Can a Blind Person Geocache part 2

Following on from my previous blog entry dated June 20th,
https://washknight.wordpress.com/2013/06/20/can-a-blind-person-geocache/, , I feel and updated is warranted. Today I found my first ever cache completely on my own. From locating it on geocaching.com to leaving the house and walking to it and then finding the cache when at ground zero. Some challenges presented themselves and needed to be overcome but overcome they were. The cache itself, Football Focus #60 MK Dons GC4ANMG is only a short distance away from home so that was a good start. So first of all I planned a route. This still needs some work in terms of improving accessibility. I used the geocaching.com app and my CCTV magnifier to look at the maps of the route. Yes I do have a little sight but trust me it is not much. I have to zoom thing’s up like 20 times to see anything and then it is tricky to make out detail or context because you are only looking at one very small section of the map. Thankfully I kind of knew where the street in question was so it was just a case of remembering the street names of half a dozen roads along the route.
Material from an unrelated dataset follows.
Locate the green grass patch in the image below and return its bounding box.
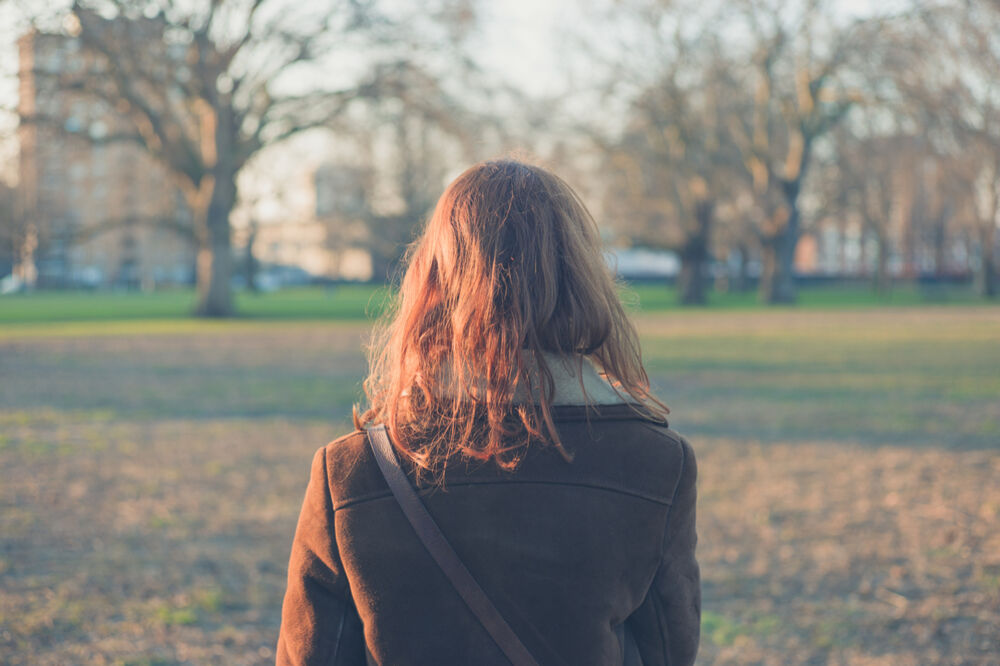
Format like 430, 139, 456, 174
0, 283, 982, 328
Next I set off and started walking. I used my new app called Ariadne to monitor where I was going and to make sure that I was heading the right way. This app tells me every 30 seconds or so the name of the road I am on and roughly the house number. So having remembered the names of the roads I needed to travel I was able to make sure I was going the right way. Out on the street I use my long white cane as usual to navigate the streets and avoid obstacles. I had chosen this particular route as I knew where a couple of handy crossings were to get across a couple of busy roads. In an ideal world I would have a turn by turn navigation app but I have yet to find one for the iPhone that is free and whilst Navigon would seem to be a perfect choice I need to save up for it as I can’t afford it at this time.

Once Ariadne informed me that I was on the right street I moved the focus to the distance to cache field in the app and let it count me down as I got closer from 100 metres. At around 10 metres from GZ I slowed down and let the GPS catch me up. At 2 metres I stopped and started tapping around for likely candidates. A lamppost, nope. Having read the description and the hint I knew I was looking for something small in a hole at about ankle height. Back to the iPhone and I tried experimenting to see how close I could get the reading. Across the quiet road and back and finally I got it down to 1 metre at 6 o’clock, meaning it was right behind me. I turned round and found that the fence ended here and at my feet were a couple of utility distance signs that looked about the right height. Crouching down and feeling around revealed no luck so I moved my attention to the fence end that was just next to me. Running my hand from about 1 metre high down I found a square hole in the post but nothing inside it. Carrying on down and then my fingers found a bolt like shape protruding from the post, but it was not metal… it was plastic. I knew with a rush of adrenalin that I had found it. Grasping the head of it I gently pulled and sure enough it slid out of the hole and I had my first solo cache in my hand.

One more challenge and that was how to sign the log. I had thought about this a lot and had aborted previous attempts because I knew even if I found a cache I could not sign the log and therefore could not claim to have found it. My solution was to produce a piece of paper with the following text printed on it that I had prepared before leaving the house.

“Hi, My name is Washknight and I found this cache on the date scrawled on this piece of paper somewhere. I am blind and therefore cannot sign the log. Please could the next person to find, fill in my name and date on the log. If you want to contact me then please email gc@washknight.com thanks.”

I made the print fairly small and had printed it and cut it out already. I had in my hand what is probably one of the smallest classes of caches that actually contain logs, literally the size of a 1.5 inch long bolt and inside this small container was already a rolled up piece of paper; the log. I folded and rolled and squeeze my note into the cache and screwed on the lid, making a mental note to make my little calling cards even smaller in the future. I replaced the cache in the fence post and after texting Sharlene the news of my triumph, made my way back home.

So I am getting there. I still feel that tackling urban caches is the only practical option when going solo as going off road would seem to present more possible problems. Having said that in some ways it could be easier and simpler. In terms of the urban cache though, aside from improving the ability to plan a route and following it through it seems that a blind person really can geocache.